Abstract:Simulating realistic environments for robots is widely recognized as a critical challenge in robot learning, particularly in terms of rendering and physical simulation. This challenge becomes even more pronounced in navigation tasks, where trajectories often extend across multiple rooms or entire floors. In this work, we present NavGSim, a Gaussian Splatting-based simulator designed to generate high-fidelity, large-scale navigation environments. Built upon a hierarchical 3D Gaussian Splatting framework, NavGSim enables photorealistic rendering in expansive scenes spanning hundreds of square meters. To simulate navigation collisions, we introduce a Gaussian Splatting-based slice technique that directly extracts navigable areas from reconstructed Gaussians.

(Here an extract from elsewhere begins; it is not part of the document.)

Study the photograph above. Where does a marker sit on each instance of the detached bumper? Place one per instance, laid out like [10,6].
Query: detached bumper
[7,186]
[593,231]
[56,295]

Additionally, for ease of use, we provide comprehensive NavGSim APIs supporting multi-GPU development, including tools for custom scene reconstruction, robot configuration, policy training, and evaluation. To evaluate NavGSim's effectiveness, we train a Vision-Language-Action (VLA) model using trajectories collected from NavGSim and assess its performance in both simulated and real-world environments. Our results demonstrate that NavGSim significantly enhances the VLA model's scene understanding, enabling the policy to handle diverse navigation queries effectively.